ACLA representatives stressed that the organization continues to support modernizing the CLFS under PAMA, assuming the process would be based on the clear direction of Congress to establish a Medicare payment system based on the collection of private payor rates across the wide spectrum of the clinical laboratory community.

Blood Banking

Blueprint to reduce wasteful blood transfusions. After analyzing data from randomized clinical trials comparing blood transfusion approaches, experts from Johns Hopkins Medicine, Cleveland Clinic, and NYU Langone Medical Center have endorsed recommendations for blood transfusions that reduce blood use to improve patient safety and outcomes. Published in JAMA Internal Medicine, their report also provides a how-to guide for launching a patient blood management program.

As defined by existing guidelines and the clinical trials reviewed, the report reinforces these recommendations: Stable adult patients, including critically ill patients, with hemoglobin levels of 7 g/dL or higher should not be transfused; patients undergoing orthopedic or cardiac surgery, or patients with underlying heart disease with hemoglobin levels of 8 g/dL or higher, should not be transfused; and patients who are stable and not actively bleeding should be transfused with a single unit of blood and then reassessed.

The clinical trials that were examined compared so-called liberal versus restrictive blood transfusions.
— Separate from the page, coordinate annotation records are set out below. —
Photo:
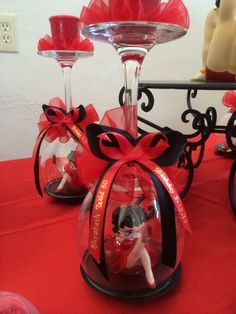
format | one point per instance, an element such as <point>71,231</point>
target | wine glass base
<point>221,150</point>
<point>69,56</point>
<point>163,288</point>
<point>51,190</point>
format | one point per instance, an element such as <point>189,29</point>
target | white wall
<point>28,80</point>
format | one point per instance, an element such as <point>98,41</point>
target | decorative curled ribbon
<point>62,125</point>
<point>229,100</point>
<point>121,149</point>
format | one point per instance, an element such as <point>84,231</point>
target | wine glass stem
<point>131,79</point>
<point>66,70</point>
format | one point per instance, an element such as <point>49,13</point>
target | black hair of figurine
<point>217,3</point>
<point>70,156</point>
<point>128,216</point>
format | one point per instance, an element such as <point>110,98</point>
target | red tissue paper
<point>65,35</point>
<point>172,11</point>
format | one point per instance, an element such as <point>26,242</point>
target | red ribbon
<point>229,100</point>
<point>57,123</point>
<point>148,148</point>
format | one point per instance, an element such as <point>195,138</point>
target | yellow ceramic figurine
<point>219,47</point>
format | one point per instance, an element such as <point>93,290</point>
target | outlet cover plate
<point>8,32</point>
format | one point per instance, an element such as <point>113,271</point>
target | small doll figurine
<point>131,250</point>
<point>70,176</point>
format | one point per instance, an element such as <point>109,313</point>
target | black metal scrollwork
<point>203,124</point>
<point>146,107</point>
<point>192,93</point>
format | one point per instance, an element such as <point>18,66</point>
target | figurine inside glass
<point>132,247</point>
<point>132,263</point>
<point>58,167</point>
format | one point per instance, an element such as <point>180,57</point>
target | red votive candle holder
<point>65,27</point>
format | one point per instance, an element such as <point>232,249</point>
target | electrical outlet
<point>8,33</point>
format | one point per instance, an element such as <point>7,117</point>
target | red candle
<point>65,27</point>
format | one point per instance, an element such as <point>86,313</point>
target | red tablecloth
<point>39,255</point>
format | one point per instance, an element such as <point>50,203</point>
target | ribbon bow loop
<point>114,145</point>
<point>229,100</point>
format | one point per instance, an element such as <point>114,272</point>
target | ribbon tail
<point>36,160</point>
<point>78,135</point>
<point>99,207</point>
<point>168,229</point>
<point>171,191</point>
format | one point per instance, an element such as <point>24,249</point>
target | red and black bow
<point>56,123</point>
Liberal transfusions are those given to patients with nine to 10 grams of hemoglobin per one-tenth liter, or deciliter, of blood volume, while restrictive transfusions are those given to patients with seven to eight grams per deciliter. Many of the clinical trials examined by the researchers used the number of patients who died within a 30-to-90-day window post-transfusion as a measure of patient outcome.

Of the more than 8,000 patients included in eight clinical trials that were reviewed, there was no difference in mortality between liberal and restrictive transfusions. One trial found an increased mortality associated with liberal transfusion, and occurrence of blood clots was increased in the liberal cohort in a study that involved TBI patients.

These recommendations don’t apply to patients with acute coronary syndrome, severe thrombocytopenia, and chronic dependent anemia, including sickle cell.